Hidden Gems 2007
There are a lot of mutual funds out there – so many, in fact, that no one can seem to agree on the precise number. My Online Buyer’s Guide to Mutual Funds contains reviews and rating for more than 1,200 funds and that’s just the beginning because I don’t include funds of funds, third-party repackaged funds, and funds with a track record of less than three years. Nor do I have separate entries for all the different units of a core fund, which can sometimes exceed 25.
So it’s little wonder that most investors and advisors focus their attention on just a few companies. I have had some advisors tell me in confidence that they don’t even look at the funds of more than five to seven companies when making recommendations to a client. Trying to sort through the whole universe of choices would simply be too time-consuming.
There’s no doubt that narrowing the focus helps to improve efficiency, both in selecting funds for a portfolio and monitoring their performance. But it also means that some high-performance funds get overlooked because they are too small or too obscure to attract attention. Sometimes these funds are offered by major companies but have been buried beneath the pile of more popular entries. Sometimes they are sponsored by firms that few people have heard of. And sometimes they have not been around long enough to establish a presence.
Here are three of the best of these Hidden Gems for 2007. Only funds with total assets under management of less than $200 million qualify for consideration.
AGF US Value Class. This overlooked fund (only $48.7 million in assets) is run out of Dublin, Ireland by AGF International Advisors. They’re the same group that has done such a great job with AGF European Equity Fund and AGF International Stock Fund. Recently the strong performance of those entries was rewarded when the group was given control of the AGF International Value Fund, a move which in retrospect the company should have made five years ago. This little value fund is overseen by Rory Flynn, who was recently joined by Yvonne Brett at the helm. The mandate is to use the group’s bottom-up approach to stock selection to find undervalued mid- and large-cap stocks in the US market. After a weak start in 2002 (-14.5 per cent) and relatively unimpressive returns from 2003 to 2005, in large part due to the rise of the loonie, this fund is finally hitting its stride. It gained 12.2 per cent in the year to March 31, more than double the category average, and its average annual returns over three and five years are well above the US equity fund norm. Almost half the fund was committed to the financial sector in early 2007, with the top 10 holdings including companies such as Bank of America, US Bancorp, Fannie Mae, and Wachovia. The value approach of the management team should keep risk within reasonable bounds. Rating: $$$ (out of four).

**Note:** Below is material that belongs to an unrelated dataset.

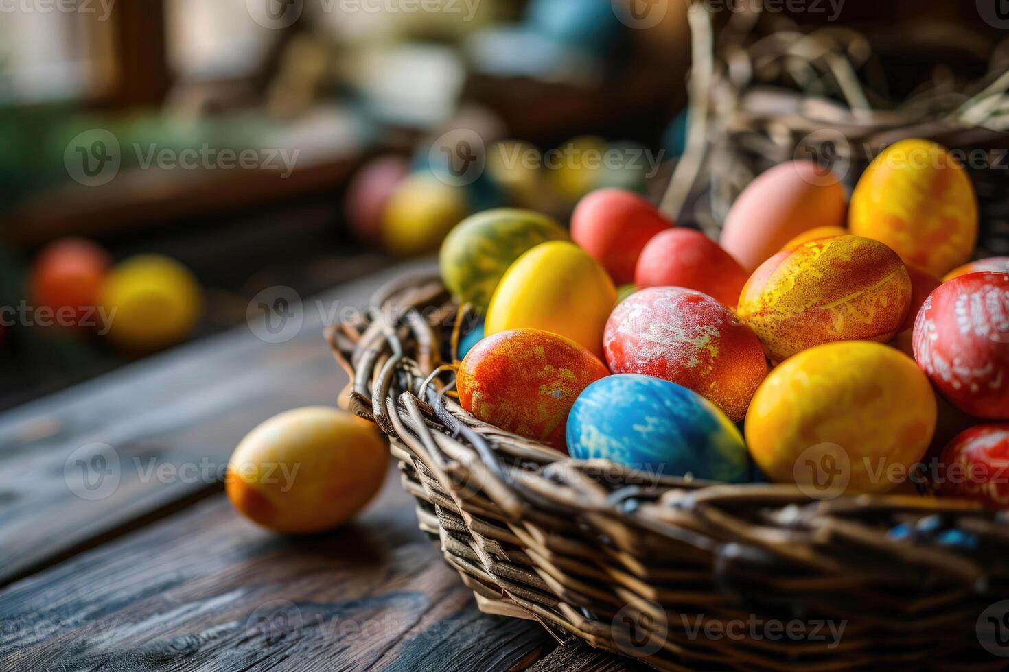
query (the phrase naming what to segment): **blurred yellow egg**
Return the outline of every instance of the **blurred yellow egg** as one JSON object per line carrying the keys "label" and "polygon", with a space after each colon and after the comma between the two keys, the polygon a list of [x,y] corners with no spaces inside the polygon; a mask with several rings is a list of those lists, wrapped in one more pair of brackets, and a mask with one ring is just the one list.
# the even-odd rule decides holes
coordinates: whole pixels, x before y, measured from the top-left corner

BMO North American Dividend Fund. This used to be called the NAFTA Advantage Fund. In May 2006, unitholders approved a mandate change and the focus is now on dividend-paying common and preferred shares, mainly from the US and Canada. However, there was no change in the management team of Michael Stanley and Andrew Janes so it’s pretty well been business as usual. As of the end of March, US blue-chip stocks dominated the portfolio with American stocks accounting for 68 per cent of the assets compared to 30 per cent for Canada and 2 per cent for Mexico. Both before and since the change-over, this fund has been an above-average performer. The one-year gain to March 31 was 17.8 per cent, more than double the category average. Longer-term results have also been very good. Despite the word “dividend” in the name, don’t look for cash flow from this fund; distributions are paid only once a year, in December. The fund, which has slightly more than $100 million in assets, is best suited for investors looking for long-term growth and a relatively conservative management style. Rating: $$$.
Capital Global Small Companies Fund. This is my top pick from Scotiabank’s Capital funds line-up. It invests in Class I units of Capital International – Global Small Cap Fund which focuses on companies with a market cap of between $75 million and $2.25 billion – a very large range for a fund of this type. The fund got off to a terrible start with losses of 17.7 per cent in 2001 and 14.5 per cent in 2002. But the end of the bear market brought about a turn in fortunes and over the past three years (to March 31) it gained an average of 10.2 per cent annually, more than a full percentage point above the category average. As you might infer from those first two bad years, volatility is on the high side so this is not a good fund for an RRSP. But it’s appropriate if you want to add some high risk/high return global exposure to your non-registered portfolio. This is a tiny fund with assets of less than $9 million – it deserves a better fate. Rating: $$$.
Check with your financial advisor to see if any of these are right for your needs.